Bedient sich ein ausländisches Unternehmen für die Abwicklung der indischen Geschäfte eines indischen Handelsvertreters, werden Rechnungen inkl. 18 % IGST (Integrated Goods and Services Tax) ausgestellt. Da in Indien ein Vorsteuerabzug nur mit dauerhafter GST-Registrierung möglich ist und diese zumindest ein Branch Office oder Project Office voraussetzt, ist die IGST ein Kostenfaktor. Dieses Problematik könnte zwar mit der indischen Finance Bill 2026 ab April wegfallen, das Risiko, dass der Handeslvertreter eine Vertreterbetriebstätte begründet und die indischen Abgabenbehörden bis zu 35% der Gewinne aus den vermittelten Umsätzen besteuern wollen, bleibt bestehen. 

Korrekte Einordnung von Leistungen 

Bei der Leistungserbringung ist zudem darauf zu achten, dass der „place of supply“ für GST-Zwecke korrekt ermittelt wird. Je nach Leistungsart kann eine Registrierungspflicht vorliegen, oder das Reverse-Charge anwendbar sein. Fehler bei der Einordnung führen rasch zu nicht abzugsfähiger GST und Sanktionen. Freihandelsabkommen mit Indien Das Freihandelsabkommen der Europäischen Union mit Indien ist ein Meilenstein. Beide Seiten bauen massiv Zölle ab, was zu Zolleinsparungen für EU-Unternehmen von ca. 4 Milliarden Euro pro Jahr führen soll. 

Neben dem Steuerrecht müssen österreichische Unternehmen auch das indische Devisenrecht (FEMA) und die damit verbundenen Compliance- Pflichten im Auge behalten: Matthias Mitterlehner, Partner, Head of International Tax und Steuerberater bei ICON Wirtschaftstreuhand

- © Robert Maybach

Klarstellung zur Business Connection 

Im Rahmen des indischen Finance Bill 2026 erfolgt voraussichtliche eine erfreuliche steuerliche Klarstellung, die insbesondere für Unternehmen relevant ist, die in Indien fertigen lassen. Demnach begründet die bloße Bereitstellung oder Finanzierung von Produktionsanlagen durch ein ausländisches Unternehmen künftig keine „Business Connection“ in Indien, sofern die Fertigung in bestimmten zollgebundenen Produktionszonen erfolgt. Die Regelung soll allerdings nur für die nächsten fünf Jahre gelten.
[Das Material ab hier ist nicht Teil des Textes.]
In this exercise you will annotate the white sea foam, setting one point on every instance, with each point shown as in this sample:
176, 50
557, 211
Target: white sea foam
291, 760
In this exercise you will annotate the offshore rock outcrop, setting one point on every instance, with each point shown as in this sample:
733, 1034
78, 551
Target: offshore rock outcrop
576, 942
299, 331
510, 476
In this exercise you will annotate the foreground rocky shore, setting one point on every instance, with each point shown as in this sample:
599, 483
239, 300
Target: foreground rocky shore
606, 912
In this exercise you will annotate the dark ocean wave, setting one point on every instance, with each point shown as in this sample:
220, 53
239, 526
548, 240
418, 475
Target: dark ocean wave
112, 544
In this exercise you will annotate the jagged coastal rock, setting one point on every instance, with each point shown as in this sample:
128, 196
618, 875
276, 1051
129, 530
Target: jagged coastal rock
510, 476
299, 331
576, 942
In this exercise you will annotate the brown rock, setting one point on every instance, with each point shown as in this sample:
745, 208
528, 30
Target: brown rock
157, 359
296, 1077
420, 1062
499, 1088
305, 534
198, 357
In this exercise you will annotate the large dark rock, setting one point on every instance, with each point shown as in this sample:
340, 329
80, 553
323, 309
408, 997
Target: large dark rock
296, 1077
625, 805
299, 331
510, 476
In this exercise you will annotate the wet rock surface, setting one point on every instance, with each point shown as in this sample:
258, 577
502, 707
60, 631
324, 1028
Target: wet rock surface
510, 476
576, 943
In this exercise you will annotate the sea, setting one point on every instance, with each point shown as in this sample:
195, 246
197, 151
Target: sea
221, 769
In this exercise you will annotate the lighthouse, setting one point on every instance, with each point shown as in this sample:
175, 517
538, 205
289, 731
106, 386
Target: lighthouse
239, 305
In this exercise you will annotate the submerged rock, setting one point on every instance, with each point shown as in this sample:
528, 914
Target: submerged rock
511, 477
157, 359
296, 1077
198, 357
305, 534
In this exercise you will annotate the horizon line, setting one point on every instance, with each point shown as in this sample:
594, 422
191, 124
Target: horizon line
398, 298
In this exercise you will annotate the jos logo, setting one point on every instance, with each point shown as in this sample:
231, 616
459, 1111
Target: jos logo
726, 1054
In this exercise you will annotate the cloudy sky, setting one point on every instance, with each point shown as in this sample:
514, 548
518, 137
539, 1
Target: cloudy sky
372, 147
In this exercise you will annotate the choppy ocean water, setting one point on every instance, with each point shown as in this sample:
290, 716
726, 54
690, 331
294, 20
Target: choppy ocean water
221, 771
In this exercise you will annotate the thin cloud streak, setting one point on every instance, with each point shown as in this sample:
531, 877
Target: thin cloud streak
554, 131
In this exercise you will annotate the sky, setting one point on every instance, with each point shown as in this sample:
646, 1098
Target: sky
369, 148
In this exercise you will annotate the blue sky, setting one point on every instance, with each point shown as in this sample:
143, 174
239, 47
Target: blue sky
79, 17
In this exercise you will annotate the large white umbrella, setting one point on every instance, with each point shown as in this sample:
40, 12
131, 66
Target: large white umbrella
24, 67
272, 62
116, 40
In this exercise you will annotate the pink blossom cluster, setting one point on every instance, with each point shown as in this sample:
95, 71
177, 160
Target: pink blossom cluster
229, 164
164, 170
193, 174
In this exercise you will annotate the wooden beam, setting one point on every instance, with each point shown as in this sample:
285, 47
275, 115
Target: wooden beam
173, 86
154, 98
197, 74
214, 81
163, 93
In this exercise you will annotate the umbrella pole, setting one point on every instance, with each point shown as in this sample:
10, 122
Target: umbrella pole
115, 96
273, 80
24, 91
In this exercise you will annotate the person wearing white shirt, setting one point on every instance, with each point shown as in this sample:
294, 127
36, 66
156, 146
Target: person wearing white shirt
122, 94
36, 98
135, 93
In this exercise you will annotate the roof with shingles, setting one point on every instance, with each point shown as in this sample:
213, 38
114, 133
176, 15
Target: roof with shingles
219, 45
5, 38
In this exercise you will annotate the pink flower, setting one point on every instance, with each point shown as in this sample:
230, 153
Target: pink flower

Damit entfällt das Risiko, dass Indien auf dieser Grundlage einen Besteuerungsanspruch auf Teile der globalen Gewinne geltend machen könnte. Die Regelung gilt als Reaktion auf Anliegen großer Technologiekonzerne wie Apple und soll Investitionen in lokale Fertigungskapazitäten erleichtern sowie mehr steuerliche Planungssicherheit schaffen. 

Devisenrecht 

Neben dem Steuerrecht müssen österreichische Unternehmen auch das indische Devisenrecht (FEMA) und die damit verbundenen Compliance- Pflichten im Auge behalten. Kapitalzuführungen, Darlehen, Garantien und Lizenzzahlungen unterliegen teils engen regulatorischen Grenzen und Meldepflichten, die bereits bei der Strukturierung des Indien-Engagements mitzudenken sind. Vielfach ist eine PAN-Registrierung unvermeidbar, die möglichst frühzeitig beantragt werden sollte.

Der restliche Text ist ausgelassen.